The film succeeds best when it gets away from such grand, pretentious ideas—often articulated through eye-rollingly undramatic philosophical dialogue—and explores its themes of individual growth and social responsibility through its characters’ decisions and actions. When, say, Aliya, after regaining her vision, wails that her recent photographs are awful, her story feels like a blatant academic treatise on the difficulty of maintaining one’s artistic principles and capabilities in the face of personal change. It’s no shock that her segment, which focuses heavily on discussions of art and artists but eschews dramatic stakes almost entirely, is the weakest.

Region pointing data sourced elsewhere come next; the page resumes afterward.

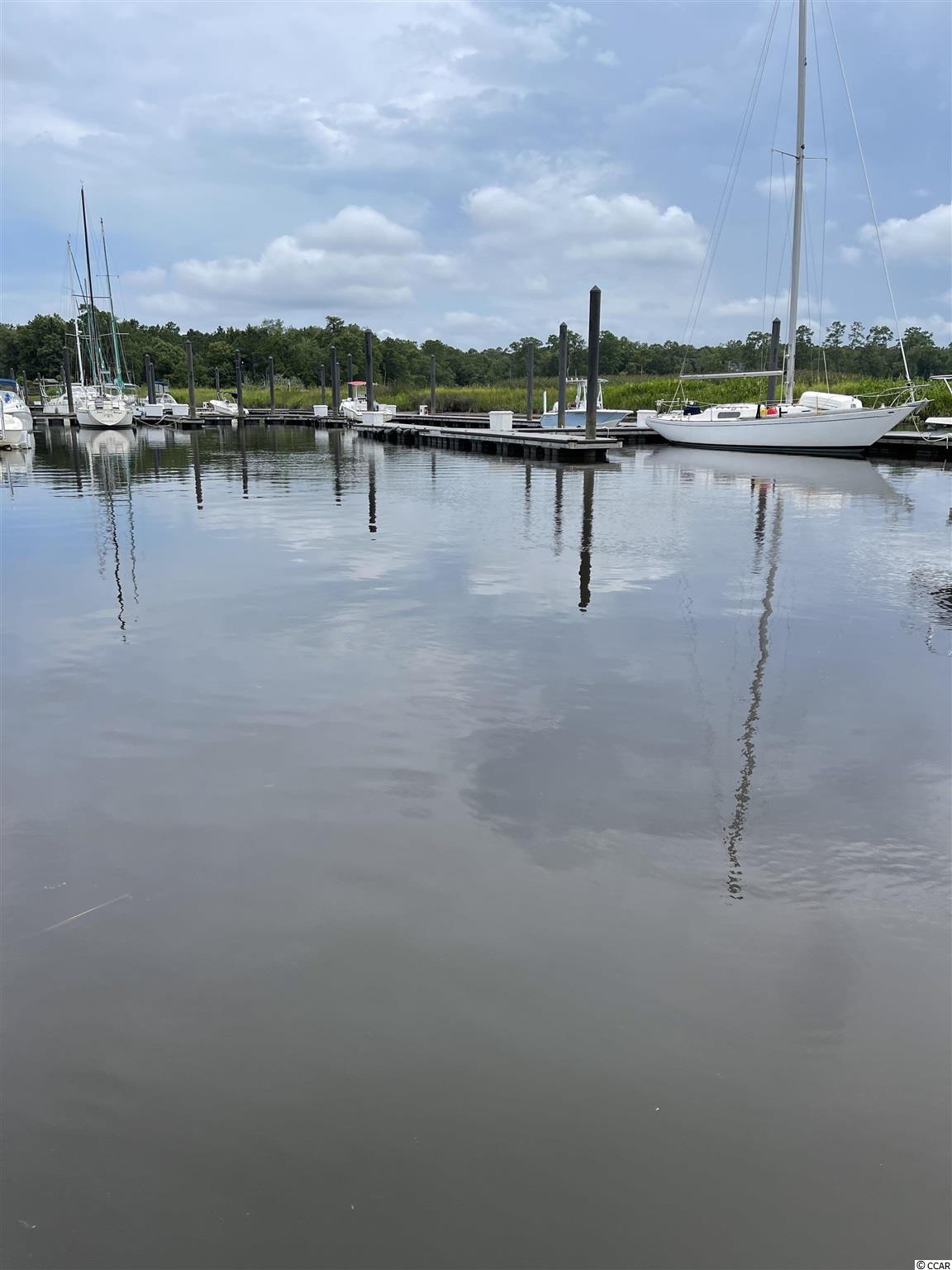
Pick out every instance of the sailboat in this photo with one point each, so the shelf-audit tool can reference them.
(575, 413)
(16, 417)
(101, 400)
(821, 422)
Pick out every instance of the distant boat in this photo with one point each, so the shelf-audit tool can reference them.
(575, 414)
(16, 417)
(821, 422)
(164, 404)
(224, 404)
(103, 402)
(355, 408)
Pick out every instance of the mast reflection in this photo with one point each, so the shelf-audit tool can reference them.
(734, 832)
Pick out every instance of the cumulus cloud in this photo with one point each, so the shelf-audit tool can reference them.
(563, 210)
(358, 257)
(926, 238)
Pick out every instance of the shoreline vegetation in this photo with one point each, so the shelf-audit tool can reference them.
(620, 391)
(637, 374)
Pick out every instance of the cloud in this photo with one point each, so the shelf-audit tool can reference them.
(358, 258)
(563, 210)
(926, 238)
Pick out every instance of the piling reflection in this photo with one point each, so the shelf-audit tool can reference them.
(197, 468)
(734, 832)
(588, 495)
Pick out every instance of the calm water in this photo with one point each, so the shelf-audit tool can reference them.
(502, 865)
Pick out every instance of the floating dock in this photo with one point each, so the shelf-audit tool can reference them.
(560, 445)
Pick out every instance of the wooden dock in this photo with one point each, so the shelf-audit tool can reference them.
(560, 445)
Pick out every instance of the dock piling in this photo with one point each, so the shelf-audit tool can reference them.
(334, 381)
(530, 381)
(238, 386)
(772, 362)
(563, 370)
(68, 379)
(191, 365)
(369, 358)
(594, 337)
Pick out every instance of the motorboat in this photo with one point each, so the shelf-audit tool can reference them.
(16, 417)
(224, 404)
(821, 422)
(355, 405)
(575, 414)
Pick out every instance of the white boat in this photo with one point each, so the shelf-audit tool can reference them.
(16, 417)
(164, 404)
(821, 422)
(355, 405)
(575, 413)
(225, 404)
(104, 402)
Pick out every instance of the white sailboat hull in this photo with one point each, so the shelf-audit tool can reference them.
(103, 414)
(577, 418)
(821, 432)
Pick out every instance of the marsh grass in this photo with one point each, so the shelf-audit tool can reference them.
(636, 394)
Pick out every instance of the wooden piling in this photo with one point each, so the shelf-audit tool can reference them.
(191, 365)
(238, 386)
(369, 360)
(334, 381)
(563, 370)
(530, 381)
(774, 360)
(68, 379)
(594, 337)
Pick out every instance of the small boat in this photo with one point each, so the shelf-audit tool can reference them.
(225, 404)
(355, 405)
(821, 422)
(102, 407)
(575, 414)
(164, 404)
(16, 417)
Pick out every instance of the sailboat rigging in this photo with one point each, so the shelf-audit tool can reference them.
(821, 422)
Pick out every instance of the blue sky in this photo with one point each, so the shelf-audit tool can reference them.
(469, 170)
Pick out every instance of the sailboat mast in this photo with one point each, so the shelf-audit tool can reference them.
(75, 314)
(93, 328)
(797, 206)
(117, 356)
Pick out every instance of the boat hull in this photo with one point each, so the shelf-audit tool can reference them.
(106, 416)
(828, 432)
(577, 418)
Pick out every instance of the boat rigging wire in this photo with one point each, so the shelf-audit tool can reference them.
(869, 192)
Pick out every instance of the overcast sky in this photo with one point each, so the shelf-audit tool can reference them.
(469, 170)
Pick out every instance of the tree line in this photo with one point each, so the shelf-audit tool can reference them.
(33, 350)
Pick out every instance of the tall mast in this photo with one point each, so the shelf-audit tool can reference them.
(75, 314)
(797, 206)
(117, 356)
(93, 328)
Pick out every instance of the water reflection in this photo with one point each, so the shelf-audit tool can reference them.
(741, 795)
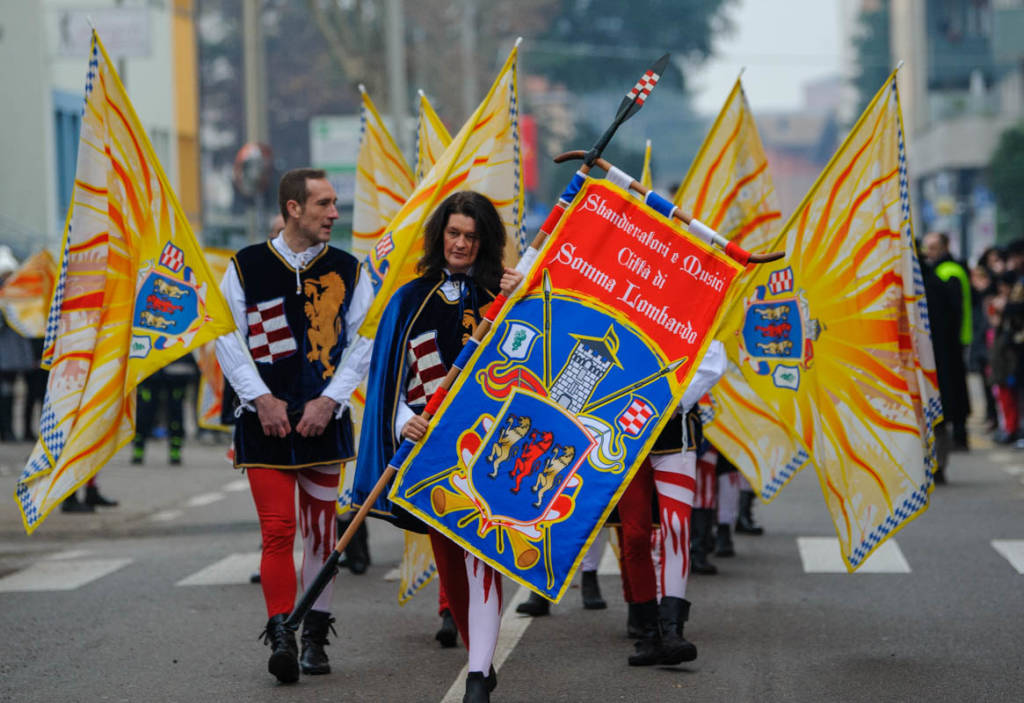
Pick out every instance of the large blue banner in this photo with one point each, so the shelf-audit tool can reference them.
(548, 421)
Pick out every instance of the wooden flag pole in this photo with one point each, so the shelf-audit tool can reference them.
(694, 226)
(629, 106)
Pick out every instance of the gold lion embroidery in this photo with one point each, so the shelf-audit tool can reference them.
(325, 298)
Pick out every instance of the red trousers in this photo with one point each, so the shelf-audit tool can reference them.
(273, 492)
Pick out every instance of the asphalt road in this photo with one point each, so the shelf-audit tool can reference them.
(145, 619)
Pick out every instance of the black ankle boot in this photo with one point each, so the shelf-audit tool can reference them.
(535, 605)
(449, 633)
(723, 540)
(700, 520)
(73, 504)
(648, 647)
(284, 662)
(744, 523)
(673, 612)
(314, 628)
(633, 629)
(92, 497)
(477, 689)
(591, 591)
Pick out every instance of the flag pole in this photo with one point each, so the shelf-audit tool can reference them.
(629, 106)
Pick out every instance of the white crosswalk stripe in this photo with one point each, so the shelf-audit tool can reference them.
(821, 556)
(60, 574)
(1012, 551)
(230, 570)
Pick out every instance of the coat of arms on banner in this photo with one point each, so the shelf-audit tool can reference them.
(170, 304)
(555, 409)
(778, 334)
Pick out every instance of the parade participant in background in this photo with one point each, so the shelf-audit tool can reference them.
(955, 403)
(670, 471)
(164, 389)
(298, 304)
(422, 331)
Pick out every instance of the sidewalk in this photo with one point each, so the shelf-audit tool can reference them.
(141, 490)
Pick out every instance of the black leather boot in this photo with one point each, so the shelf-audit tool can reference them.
(633, 630)
(591, 591)
(648, 647)
(92, 497)
(535, 605)
(700, 520)
(314, 628)
(73, 504)
(284, 662)
(744, 523)
(673, 612)
(449, 633)
(477, 689)
(723, 540)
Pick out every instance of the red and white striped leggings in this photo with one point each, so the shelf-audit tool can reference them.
(273, 493)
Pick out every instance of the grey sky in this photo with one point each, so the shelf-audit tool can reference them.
(782, 44)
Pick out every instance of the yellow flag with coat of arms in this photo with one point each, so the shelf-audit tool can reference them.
(729, 187)
(835, 339)
(485, 157)
(133, 294)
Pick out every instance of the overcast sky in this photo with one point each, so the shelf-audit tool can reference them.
(781, 43)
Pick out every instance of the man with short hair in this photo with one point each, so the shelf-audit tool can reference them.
(298, 305)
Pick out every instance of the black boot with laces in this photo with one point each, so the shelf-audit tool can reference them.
(314, 628)
(284, 662)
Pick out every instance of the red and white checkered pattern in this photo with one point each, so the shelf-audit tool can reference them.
(426, 366)
(384, 247)
(635, 416)
(643, 87)
(781, 280)
(269, 337)
(172, 257)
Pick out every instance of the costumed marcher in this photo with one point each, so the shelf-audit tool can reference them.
(164, 389)
(590, 589)
(704, 514)
(669, 472)
(298, 305)
(955, 403)
(943, 314)
(422, 331)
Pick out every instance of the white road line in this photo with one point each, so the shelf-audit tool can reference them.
(69, 554)
(821, 556)
(204, 499)
(233, 569)
(1012, 551)
(59, 574)
(513, 625)
(236, 486)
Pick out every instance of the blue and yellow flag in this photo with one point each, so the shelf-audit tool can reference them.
(484, 156)
(729, 188)
(552, 413)
(134, 293)
(835, 339)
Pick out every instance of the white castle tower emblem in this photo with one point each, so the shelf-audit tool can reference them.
(590, 360)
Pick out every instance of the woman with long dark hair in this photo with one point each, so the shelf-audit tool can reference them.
(422, 331)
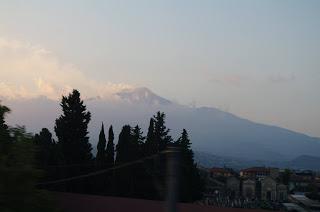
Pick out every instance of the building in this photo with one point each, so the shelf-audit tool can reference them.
(258, 172)
(268, 189)
(249, 189)
(233, 187)
(218, 172)
(282, 193)
(300, 180)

While all of the vignettes drag, the latter two mine rich thematic territory about the push-and-pull between self-concern and social responsibility. At times, both segments portray these themes dramatically instead of through static dialogue. The second vignette hits its stride when the Jain monk Maitreya is diagnosed with liver cirrhhosis and told that he needs a transplant. Fiercely opposed to modern medicine’s reliance on animal testing, he chooses to “fast unto death,” starving himself instead of embracing the life-saving procedure. Maitreya’s alarming physical decay is visceral and effective—in part because he is a likable character, but more so because the film dramatizes his beliefs and inner conflicts rather than verbally feeding them to the audience. Likewise, Navin’s story in the final segment—arguably the strongest of the three—is effective because he takes actions instead of just talking. He travels to the ends of the earth to track down poor Shankhar’s stolen kidney, and through his actions the film arrives at poignant themes of altruism and community, as well as the limitations of social responsibility. As Navin tries to help, he learns that he cannot force others to accept the help that he wants to offer.

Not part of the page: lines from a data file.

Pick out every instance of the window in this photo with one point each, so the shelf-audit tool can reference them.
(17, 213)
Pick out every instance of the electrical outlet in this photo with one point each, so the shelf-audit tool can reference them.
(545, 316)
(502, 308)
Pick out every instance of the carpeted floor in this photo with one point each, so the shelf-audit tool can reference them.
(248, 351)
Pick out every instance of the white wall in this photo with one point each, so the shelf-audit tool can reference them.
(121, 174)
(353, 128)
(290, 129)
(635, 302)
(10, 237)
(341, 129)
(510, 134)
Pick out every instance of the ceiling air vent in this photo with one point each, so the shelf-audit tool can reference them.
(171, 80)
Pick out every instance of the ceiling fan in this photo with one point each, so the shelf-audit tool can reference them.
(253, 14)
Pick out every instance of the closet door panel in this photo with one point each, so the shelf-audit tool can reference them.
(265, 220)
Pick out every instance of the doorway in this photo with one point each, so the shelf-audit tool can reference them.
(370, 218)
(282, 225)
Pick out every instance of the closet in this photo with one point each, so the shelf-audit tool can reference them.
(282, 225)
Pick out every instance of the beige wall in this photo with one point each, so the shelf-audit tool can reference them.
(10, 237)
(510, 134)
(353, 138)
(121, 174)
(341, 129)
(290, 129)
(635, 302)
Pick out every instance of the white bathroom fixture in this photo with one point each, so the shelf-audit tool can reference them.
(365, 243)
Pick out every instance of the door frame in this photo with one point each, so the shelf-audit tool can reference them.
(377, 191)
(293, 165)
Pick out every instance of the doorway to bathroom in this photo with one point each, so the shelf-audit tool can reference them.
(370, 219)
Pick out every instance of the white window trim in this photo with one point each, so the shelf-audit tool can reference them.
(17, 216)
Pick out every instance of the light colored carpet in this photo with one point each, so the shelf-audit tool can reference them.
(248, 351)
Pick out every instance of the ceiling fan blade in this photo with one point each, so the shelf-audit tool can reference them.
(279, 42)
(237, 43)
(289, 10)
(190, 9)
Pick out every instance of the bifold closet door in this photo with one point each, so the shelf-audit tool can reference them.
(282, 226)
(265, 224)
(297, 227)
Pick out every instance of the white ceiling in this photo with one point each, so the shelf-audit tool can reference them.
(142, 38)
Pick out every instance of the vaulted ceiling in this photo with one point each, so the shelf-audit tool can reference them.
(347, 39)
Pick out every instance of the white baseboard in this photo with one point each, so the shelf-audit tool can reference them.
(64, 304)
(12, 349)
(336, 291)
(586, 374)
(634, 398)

In all three vignettes, “Ship of Theseus” suffers from dull pacing as its lofty dialogue bogs down the drama. But the film succeeds when its characters’ difficult decisions and actions flesh out its complex social themes. As far as human beings are concerned, “Ship of Theseus” comes down firmly on one side of its titular parable: People can be remade and undergo change, and at the same time maintain their own convictions and individuality.